He nods and pulls my lips to his, kissing me deeply as his arms slip around my back. After a bit, he nibbles my neck, then my ear, and the warmth escalates into something urgent enough to make me squirm in discomfort. That’s the way I am. I go a day or a week or a month without being aware of my body, and then suddenly it’s there, making me uncomfortably aware of its needs. But my need runs much deeper than flesh. For the past year, I’ve lived with a growing emptiness that has threatened to swallow me whole.
“You have something?” I whisper.
“In the dresser.”
I slide off him and move to the dresser.
“Top drawer.”
When I get back to the bed, I stand looking down at him. He watches me with wide eyes, waiting to see what I’ll do. The base of my skull is still throbbing, but not so badly now. I’d give a lot to have my shoulders rubbed, but he’s in no shape to do that for me. Given what his doctor told us, he’s not in shape to do anything I have in mind. But I suspect he feels differently.
“You okay?” he asks.
I smile at him and begin unbuttoning my blouse. The bra I put on this morning is sealed in an evidence bag in the belly of a plane on its way to Washington, and the agent who lent me a change of clothes didn’t have an extra bra in her trunk. When the blouse slips off my shoulders, John’s breath goes shallow.
I slide off my jeans and panties, then climb back to the spot I was in before. As he looks up at me, I see the pulse beating at the base of his throat. I touch his lips with my finger.
“Five minutes ago I felt as low as I ever have. I thought we were going to come in here and have violent sex that would exorcize our demons just long enough to let us sleep. But that’s not what this is.”
He nods. “I know.”
“You make me happy, John.”
“I’m glad. You make me happy too.”
“God, we’re a bad movie.”
He laughs. “The real thing always sounds like a bad movie.” He reaches up and touches my cheek. “I know you’re torn to pieces inside, especially after seeing that picture. I don’t-”
“Shh. This is how it is. Life happens in the middle of death. I feel lucky to have found you, and this is where we happen to be. You could have died today. So could I. And we’d never have known what this was like.”
“You’re right.”
“Come on. We deserve it.”
He reaches up and rubs my abdomen, and the warmth of his hand makes me shiver. He nods down toward his leg. “I’m not exactly in top form.”

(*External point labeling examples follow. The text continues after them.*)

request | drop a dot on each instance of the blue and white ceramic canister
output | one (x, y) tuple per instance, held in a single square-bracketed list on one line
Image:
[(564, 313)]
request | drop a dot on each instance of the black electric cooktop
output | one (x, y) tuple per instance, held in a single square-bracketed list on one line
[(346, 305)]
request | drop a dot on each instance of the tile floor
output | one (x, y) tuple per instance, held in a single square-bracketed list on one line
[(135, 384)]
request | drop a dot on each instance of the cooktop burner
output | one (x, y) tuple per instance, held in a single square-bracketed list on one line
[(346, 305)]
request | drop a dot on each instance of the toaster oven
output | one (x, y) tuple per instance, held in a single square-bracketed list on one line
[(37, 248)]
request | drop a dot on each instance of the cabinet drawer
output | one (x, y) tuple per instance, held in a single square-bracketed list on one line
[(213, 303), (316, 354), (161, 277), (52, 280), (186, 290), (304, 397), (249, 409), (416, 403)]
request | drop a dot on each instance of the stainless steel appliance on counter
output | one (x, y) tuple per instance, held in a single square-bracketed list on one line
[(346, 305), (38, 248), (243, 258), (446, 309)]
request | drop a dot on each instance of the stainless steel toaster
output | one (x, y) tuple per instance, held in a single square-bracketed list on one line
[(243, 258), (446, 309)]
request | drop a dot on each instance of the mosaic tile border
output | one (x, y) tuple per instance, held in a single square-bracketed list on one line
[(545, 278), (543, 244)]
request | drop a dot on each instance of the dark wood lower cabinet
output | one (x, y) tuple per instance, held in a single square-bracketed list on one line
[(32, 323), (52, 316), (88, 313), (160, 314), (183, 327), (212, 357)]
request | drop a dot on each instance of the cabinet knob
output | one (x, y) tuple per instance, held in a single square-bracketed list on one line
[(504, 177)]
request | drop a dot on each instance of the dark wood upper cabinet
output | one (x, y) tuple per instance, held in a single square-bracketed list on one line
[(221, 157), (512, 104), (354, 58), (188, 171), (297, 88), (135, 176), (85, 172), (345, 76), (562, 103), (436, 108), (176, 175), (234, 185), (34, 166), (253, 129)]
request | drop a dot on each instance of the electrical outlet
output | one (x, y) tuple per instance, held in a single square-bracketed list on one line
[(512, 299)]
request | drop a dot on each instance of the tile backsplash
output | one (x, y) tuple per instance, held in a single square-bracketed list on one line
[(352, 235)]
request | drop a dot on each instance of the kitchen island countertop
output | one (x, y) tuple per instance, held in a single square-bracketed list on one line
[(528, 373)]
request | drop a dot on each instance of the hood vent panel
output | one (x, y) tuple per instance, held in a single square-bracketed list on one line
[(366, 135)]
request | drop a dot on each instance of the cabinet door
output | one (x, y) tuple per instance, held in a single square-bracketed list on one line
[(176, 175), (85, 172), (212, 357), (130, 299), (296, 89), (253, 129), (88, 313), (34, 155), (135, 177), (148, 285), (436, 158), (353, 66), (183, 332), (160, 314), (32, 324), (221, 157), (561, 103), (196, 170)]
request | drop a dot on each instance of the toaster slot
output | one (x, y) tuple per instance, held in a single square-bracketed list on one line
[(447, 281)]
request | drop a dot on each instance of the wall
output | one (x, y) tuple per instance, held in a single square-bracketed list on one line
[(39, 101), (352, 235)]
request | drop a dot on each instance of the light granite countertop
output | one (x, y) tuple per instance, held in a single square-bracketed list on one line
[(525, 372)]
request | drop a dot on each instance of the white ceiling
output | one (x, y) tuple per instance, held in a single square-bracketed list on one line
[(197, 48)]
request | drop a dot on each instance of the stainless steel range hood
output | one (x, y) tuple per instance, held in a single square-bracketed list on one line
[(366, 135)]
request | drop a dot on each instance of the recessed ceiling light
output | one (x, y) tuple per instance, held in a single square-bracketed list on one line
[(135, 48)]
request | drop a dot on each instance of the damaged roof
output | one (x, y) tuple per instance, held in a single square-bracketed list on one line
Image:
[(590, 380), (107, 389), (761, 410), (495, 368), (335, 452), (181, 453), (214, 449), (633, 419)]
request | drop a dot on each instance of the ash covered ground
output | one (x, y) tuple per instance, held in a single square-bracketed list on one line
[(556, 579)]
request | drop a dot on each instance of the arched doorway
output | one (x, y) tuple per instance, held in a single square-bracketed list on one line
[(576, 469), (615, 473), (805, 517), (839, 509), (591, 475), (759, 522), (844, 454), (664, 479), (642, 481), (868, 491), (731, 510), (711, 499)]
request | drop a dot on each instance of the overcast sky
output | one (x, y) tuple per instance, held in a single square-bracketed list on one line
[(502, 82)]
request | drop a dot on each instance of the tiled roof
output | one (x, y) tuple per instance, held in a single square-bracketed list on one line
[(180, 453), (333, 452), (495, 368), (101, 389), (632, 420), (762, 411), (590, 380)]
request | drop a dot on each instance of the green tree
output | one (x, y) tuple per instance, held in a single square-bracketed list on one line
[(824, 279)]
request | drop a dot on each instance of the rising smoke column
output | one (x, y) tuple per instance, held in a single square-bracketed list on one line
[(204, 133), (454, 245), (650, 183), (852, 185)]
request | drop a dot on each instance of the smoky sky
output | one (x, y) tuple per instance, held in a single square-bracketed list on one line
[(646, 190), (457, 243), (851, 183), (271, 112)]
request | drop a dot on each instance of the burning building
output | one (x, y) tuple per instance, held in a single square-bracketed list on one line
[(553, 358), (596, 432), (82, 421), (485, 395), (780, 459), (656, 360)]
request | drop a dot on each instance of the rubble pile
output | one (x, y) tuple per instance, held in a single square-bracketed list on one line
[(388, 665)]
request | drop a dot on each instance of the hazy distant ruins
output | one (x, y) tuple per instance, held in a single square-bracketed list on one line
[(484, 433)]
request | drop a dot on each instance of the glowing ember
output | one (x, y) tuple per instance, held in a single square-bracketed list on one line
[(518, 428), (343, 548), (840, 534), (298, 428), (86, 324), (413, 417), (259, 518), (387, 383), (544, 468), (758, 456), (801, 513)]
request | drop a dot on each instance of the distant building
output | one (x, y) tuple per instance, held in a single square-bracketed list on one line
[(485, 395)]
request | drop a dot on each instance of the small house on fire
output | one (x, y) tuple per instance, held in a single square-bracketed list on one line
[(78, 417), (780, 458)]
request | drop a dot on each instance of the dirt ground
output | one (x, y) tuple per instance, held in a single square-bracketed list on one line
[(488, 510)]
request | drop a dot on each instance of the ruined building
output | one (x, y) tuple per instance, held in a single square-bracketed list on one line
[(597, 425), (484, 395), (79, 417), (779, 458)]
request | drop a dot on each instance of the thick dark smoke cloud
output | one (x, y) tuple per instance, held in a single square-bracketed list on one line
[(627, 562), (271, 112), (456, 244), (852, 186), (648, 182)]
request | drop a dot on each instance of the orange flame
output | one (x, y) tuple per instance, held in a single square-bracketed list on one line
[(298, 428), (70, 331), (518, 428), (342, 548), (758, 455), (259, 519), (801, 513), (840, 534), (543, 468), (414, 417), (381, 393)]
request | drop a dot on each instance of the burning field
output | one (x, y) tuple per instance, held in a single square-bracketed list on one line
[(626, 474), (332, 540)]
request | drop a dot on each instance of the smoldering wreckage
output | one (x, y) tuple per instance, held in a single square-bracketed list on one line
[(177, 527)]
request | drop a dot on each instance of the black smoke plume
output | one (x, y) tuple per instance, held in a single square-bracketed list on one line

“You’re still talking pretty well.”
“And?”
“One critical part is still in working order.”
He shakes his head and laughs. “You’re not shy, are you?”
“I’m forty, John. I’m not a Girl Scout anymore. And you still owe me from the hotel.”
“I wondered why you hadn’t taken off my clothes.”
I smile down at him. “First things first.”
“How do we do this?”
“I’ll make it easy for you.”
Leaning forward, I take hold of the headboard and slide up his chest, then rise onto my knees. Without hesitation, he lays his hands on my hips and pulls me to him, kissing lightly. A thrill of heat races over my skin, and I settle against him.
“Is this okay?” he asks.
“Don’t talk. Just keep doing that.”
He does, and after less than a minute, I know this is not going to take long. I learned long ago that the trick is not to concentrate on reaching a peak, but to be with someone with whom you feel totally at ease. Then you can close your eyes and let go of the world, and you’ll be carried to the peak without ever taking a step. I’ve felt at ease with John from the first, and now is no different. He knows where I want to go and how to take me there, and I’m content to let him. I dig my fingers into his hair and pull him into me, and he groans with pleasure.
With a sudden tingle, a film of sweat covers my skin from my scalp to my toes. The tension builds steadily within me, and my thighs go taut and quiver with strain. As I hold myself still against his insistent kisses, his hands slide up my ribs and cover my breasts, and I feel him urging me toward completion, one flick no different from the last, the next a trigger that catapults me into another dimension, where every nerve ending sings with heat and every muscle trembles without command. For an instant all goes white; then the whiteness bends into waves that dissipate into soft color and the physical fallout of shivering and panting that let him know he has done well. He lifts his head and lightly kisses my belly, and I slide down his chest and hug him tightly.
“Mmm. I think I could actually sleep now.”
“Hmm.” The sound of consternation.
I reach back and tickle his stomach, then slide my hand farther down. “Feels like somebody needs some special attention before anyone goes to sleep.”
He tries to look nonchalant, but he’s not fooling anybody.
I reach back and undo his belt and trousers, then try to fit the condom on him with one hand. “This is like you learning to unhook a bra when you were a teenager, right?”
He laughs. “You’re doing pretty well.”
“There. Everything okay?”
He pulls my face down and kisses me again, gently despite his need. I playfully bite his bottom lip, waiting to see how desperate he is, but he just keeps kissing me. Before long I realize what he already seems to know: I want him inside me as badly as he wants to be there.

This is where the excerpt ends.